Postbiopsy Hb levels of patients were compared to prebiopsy values to assess the impact of blood loss, and we got the following values: 57 patients (64.8%) had a decrease in Hb% values compared to prebiopsy Hb% levels and 31 patients (35.2%) had an increase in Hb% values from prebiopsy values; this increase in values could be explained by the reason that they were on diuretic usage which could have resulted in hemoconcentration. The mean decrease in Hb% was 0.932±0.819 g/dl with a range of Hb% change ranging from 0.1 to 3.4 g/dl.

Of the total 88 patients who underwent renal biopsy, 17 (19.32%) patients developed hematoma following biopsy with a range of 1 cc to 25 cc in size measured by ultrasound guidance on day 1 following biopsy with a median of 3 cc, which decreased over a period of 3 days, and on day 3, only 3 patients (3.41%) had hematoma persisting with a median size of 4 cc. At discharge, only 2 patients had hematoma persisting with a median of 2 cc size [Table 1].
Table 1: Postbiopsy hematoma among the patients

Click here to view

On subgroup analysis of clinical, biochemical, and hematological parameters between two groups of patients who have developed hematoma and those who did not develop hematoma, we compared the prebiopsy values of Hb%, serum creatinine, platelet count, systolic BP, kidney size, and number of shoots (attempts) taken for biopsy in between two groups to see that there was any difference in these parameters in between these two groups.

In patients who developed perinephric hematoma following renal biopsy the mean hemoglobin percent was 10.50±2.69 g/dl, whereas it was 10.79±2.35 g/dl in patients who did not develop hematoma with P < 0.79 which was not statistically significant.

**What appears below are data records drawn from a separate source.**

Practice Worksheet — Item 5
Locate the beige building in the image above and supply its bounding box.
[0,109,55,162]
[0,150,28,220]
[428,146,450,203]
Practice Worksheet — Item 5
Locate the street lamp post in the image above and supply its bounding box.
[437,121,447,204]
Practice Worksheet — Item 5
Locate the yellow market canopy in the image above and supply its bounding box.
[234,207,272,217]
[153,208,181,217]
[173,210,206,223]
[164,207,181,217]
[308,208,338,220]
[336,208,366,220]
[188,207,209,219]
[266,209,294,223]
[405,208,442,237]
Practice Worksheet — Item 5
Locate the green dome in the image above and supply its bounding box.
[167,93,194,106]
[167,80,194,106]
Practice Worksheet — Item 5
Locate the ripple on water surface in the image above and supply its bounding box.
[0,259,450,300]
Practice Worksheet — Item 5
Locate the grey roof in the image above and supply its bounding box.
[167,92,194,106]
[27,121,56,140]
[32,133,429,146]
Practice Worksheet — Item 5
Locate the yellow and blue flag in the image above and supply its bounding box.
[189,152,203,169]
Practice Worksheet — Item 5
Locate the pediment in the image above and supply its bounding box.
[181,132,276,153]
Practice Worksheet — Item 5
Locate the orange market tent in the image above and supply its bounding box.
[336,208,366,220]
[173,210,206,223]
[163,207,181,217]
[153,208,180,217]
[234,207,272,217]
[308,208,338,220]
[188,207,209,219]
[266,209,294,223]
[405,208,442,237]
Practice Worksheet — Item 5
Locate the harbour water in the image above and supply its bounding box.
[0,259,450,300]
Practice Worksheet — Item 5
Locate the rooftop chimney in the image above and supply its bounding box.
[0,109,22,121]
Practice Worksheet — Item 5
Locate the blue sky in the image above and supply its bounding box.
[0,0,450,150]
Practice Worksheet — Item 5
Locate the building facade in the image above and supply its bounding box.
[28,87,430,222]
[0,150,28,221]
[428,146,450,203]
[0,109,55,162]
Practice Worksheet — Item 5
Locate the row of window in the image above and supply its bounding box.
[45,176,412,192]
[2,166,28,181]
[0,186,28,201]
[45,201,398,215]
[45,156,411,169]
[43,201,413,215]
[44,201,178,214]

We found that the mean serum creatinine in patients who have developed hematoma was 4.28 ± 4.53 mg/dl and those who have not developed hematoma had a serum creatinine of 2.76 ± 2.30 which was less than the group which developed hematoma, but the P value was 0.05 which was not to be statistically significant [Table 2]. We found that the odds ratio (OR) of developing hematoma in patients who had serum creatinine ≥3 mg/dl was 1.66 (95% CI: 0.53–5.01).
Table 2: Comparison of clinical and hematological parameter between the groups

Click here to view

We found that the mean platelet count in patients who developed hematoma was 2.84±1.43 per microliter of blood and in those patients who have not developed hematoma was 2.98±1.36 per microliter of blood and the P value was 0.702 which was not statistically significant.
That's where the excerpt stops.